A coating design consists of a series of layers each defined by a material and a thickness. In the manufacturing process, the thickness cannot be measured directly but is deduced from the output of a sensor that can range from a simple clock to a complex optical system or an accurate microbalance. In all cases, the relationship between the sensor output and the layer thickness is crucial. Coating design software can naturally be extended to the creation of a "run sheet"—that is, a series of instructions to the controller in terms of the expected signals at layer termination. The run sheet, if followed exactly, will yield a correct coating. However, the question remains: How accurately must the run sheet be followed for an acceptable yield (or, in other words, what are the necessary tolerances)?
Monte Carlo models
The study of tolerances in optical coatings has a long history. It began with analytical models, but what was not realized at the time was just how large actual errors in layer thickness could be. To be tractable, the analytical models were normally limited to first-order effects, implying quite small errors—rather smaller than normal. Later came Monte Carlo models that could incorporate more realistic errors.

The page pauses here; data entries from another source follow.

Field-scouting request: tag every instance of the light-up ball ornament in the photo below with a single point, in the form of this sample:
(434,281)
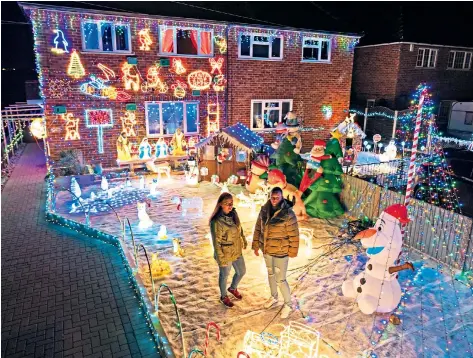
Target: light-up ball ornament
(37,128)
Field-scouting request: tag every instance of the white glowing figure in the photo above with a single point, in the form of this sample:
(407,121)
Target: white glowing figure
(163,233)
(75,188)
(104,184)
(377,289)
(195,204)
(145,221)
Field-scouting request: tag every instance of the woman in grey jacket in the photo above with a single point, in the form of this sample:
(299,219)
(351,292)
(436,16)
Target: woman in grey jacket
(228,242)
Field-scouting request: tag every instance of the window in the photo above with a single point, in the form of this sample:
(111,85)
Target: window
(163,118)
(315,50)
(266,114)
(106,37)
(459,60)
(426,57)
(260,47)
(185,41)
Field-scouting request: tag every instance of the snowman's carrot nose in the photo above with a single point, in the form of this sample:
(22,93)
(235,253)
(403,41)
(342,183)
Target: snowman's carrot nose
(365,234)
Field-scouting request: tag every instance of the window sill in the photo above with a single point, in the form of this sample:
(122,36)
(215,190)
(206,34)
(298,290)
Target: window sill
(120,53)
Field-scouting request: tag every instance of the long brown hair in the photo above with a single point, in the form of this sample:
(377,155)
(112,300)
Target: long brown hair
(218,209)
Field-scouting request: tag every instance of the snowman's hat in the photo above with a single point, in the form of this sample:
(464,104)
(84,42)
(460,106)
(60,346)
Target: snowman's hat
(398,211)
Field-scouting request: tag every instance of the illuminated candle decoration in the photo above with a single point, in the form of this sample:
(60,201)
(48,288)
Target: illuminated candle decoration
(131,79)
(99,118)
(145,40)
(37,128)
(179,89)
(60,42)
(128,121)
(199,80)
(75,68)
(216,65)
(327,111)
(72,126)
(178,66)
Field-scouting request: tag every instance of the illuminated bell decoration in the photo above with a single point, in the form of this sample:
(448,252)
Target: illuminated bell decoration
(38,128)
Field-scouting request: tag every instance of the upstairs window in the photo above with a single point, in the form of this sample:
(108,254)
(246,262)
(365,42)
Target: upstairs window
(459,60)
(315,50)
(102,36)
(185,41)
(260,46)
(426,57)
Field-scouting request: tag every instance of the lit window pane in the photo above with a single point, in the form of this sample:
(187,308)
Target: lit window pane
(173,116)
(91,36)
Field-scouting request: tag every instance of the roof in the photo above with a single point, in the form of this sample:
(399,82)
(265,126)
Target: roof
(224,13)
(237,135)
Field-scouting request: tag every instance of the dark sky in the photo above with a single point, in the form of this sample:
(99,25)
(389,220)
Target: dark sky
(430,22)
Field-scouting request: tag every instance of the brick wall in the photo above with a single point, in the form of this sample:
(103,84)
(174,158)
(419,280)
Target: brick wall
(309,85)
(375,72)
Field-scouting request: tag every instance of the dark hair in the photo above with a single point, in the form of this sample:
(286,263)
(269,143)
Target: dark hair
(218,209)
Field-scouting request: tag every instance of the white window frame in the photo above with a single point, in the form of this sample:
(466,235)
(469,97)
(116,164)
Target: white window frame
(174,33)
(114,39)
(263,101)
(161,125)
(270,50)
(464,67)
(319,47)
(431,50)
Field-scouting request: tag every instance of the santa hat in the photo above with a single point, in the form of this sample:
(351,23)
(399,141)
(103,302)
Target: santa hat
(319,143)
(261,162)
(398,211)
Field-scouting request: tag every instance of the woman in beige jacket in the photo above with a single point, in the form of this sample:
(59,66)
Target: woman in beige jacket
(228,242)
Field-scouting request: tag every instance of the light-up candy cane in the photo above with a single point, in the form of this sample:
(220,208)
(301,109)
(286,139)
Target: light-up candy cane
(415,141)
(217,328)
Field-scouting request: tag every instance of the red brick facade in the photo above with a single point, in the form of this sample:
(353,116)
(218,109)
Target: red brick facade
(388,72)
(309,85)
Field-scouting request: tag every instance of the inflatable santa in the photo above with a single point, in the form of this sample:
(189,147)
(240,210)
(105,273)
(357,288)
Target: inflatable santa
(377,289)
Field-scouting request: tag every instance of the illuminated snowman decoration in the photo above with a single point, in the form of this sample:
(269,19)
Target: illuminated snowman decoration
(377,289)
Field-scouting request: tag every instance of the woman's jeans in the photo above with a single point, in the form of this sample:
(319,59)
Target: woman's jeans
(240,270)
(277,268)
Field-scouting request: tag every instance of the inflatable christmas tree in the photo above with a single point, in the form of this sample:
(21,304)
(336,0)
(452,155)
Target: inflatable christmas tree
(323,201)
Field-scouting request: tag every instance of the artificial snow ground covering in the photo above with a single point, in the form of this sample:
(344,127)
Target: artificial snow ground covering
(436,313)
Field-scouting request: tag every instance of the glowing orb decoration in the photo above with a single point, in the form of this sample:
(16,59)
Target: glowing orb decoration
(199,80)
(37,128)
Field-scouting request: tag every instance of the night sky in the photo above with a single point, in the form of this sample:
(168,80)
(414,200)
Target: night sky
(428,22)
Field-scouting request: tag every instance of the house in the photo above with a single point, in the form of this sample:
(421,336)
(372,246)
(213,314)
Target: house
(386,74)
(102,73)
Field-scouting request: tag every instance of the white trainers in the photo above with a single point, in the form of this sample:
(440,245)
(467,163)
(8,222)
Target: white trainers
(270,302)
(286,311)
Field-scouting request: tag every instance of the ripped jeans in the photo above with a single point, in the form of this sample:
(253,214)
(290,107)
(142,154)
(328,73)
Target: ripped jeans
(277,268)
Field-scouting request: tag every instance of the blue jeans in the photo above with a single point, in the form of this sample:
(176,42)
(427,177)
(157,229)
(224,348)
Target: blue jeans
(277,268)
(240,270)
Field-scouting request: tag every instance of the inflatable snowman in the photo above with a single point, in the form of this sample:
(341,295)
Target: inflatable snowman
(377,289)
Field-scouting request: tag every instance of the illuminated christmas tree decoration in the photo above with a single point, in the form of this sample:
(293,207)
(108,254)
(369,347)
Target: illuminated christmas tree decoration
(199,80)
(75,68)
(221,43)
(178,67)
(179,89)
(72,126)
(128,121)
(131,80)
(216,65)
(60,40)
(145,39)
(99,118)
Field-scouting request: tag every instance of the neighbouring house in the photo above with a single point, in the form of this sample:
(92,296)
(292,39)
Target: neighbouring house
(387,74)
(102,73)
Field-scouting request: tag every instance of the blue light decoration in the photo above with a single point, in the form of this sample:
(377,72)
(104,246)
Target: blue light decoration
(60,43)
(99,118)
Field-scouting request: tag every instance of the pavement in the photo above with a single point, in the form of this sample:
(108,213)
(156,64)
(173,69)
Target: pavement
(63,294)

The first Monte Carlo models were quite simple, drawing layer-thickness errors from infinite populations of prescribed statistical properties and ignoring any dependence of the error in one layer on that in another. They represented a big step forward, but their predictions for some specialized coatings, such as narrowband filters, suggested that they were impossible to manufacture, when in fact such coatings were being produced. This led to more realistic Monte Carlo models that included details of the monitoring system and error interactions. Not only were errors found to be interacting but under certain circumstances they were compensating each other. Coating design and control techniques were clearly seen to be closely linked.
A more recent thrust in design software has been to model all the important details of the complete process with the aims of reducing the number of test runs and improving production yield. This technique is sometimes referred to as "computational manufacturing." A typical modern coating-design software package includes, in addition to the design tools, a run-sheet generator and a process simulator (see Fig. 1). Before the design is finalized, the run sheet has been tested on the simulation facility, and perhaps, along with the design, modified to ensure the desired yield of acceptable product (see Fig. 2).
What of the future? Optical coatings serve the entire field of optics and so there will be a constant stream of new needs from the thin-film design community that will require new tools and facilities. Add to this the consideration that optical coatings have properties other than simply optical. Their optical characteristics shift with temperature. They contain strain energy that can reach enormous tensile or compressive levels. They are expected to afford a resistance to environmental disturbances, especially abrasion, heat, and humidity. Optical performance is straightforward because of the excellent existing model. We now have a good model of reversible thermally induced shifts that reveals the key role of the substrate. We have some reversible thermal models of stress, but we know that stress can exhibit significant hysteresis and it depends also on time. Abrasion resistance is at present beyond us. All we can do is use materials known to be reasonably resistant.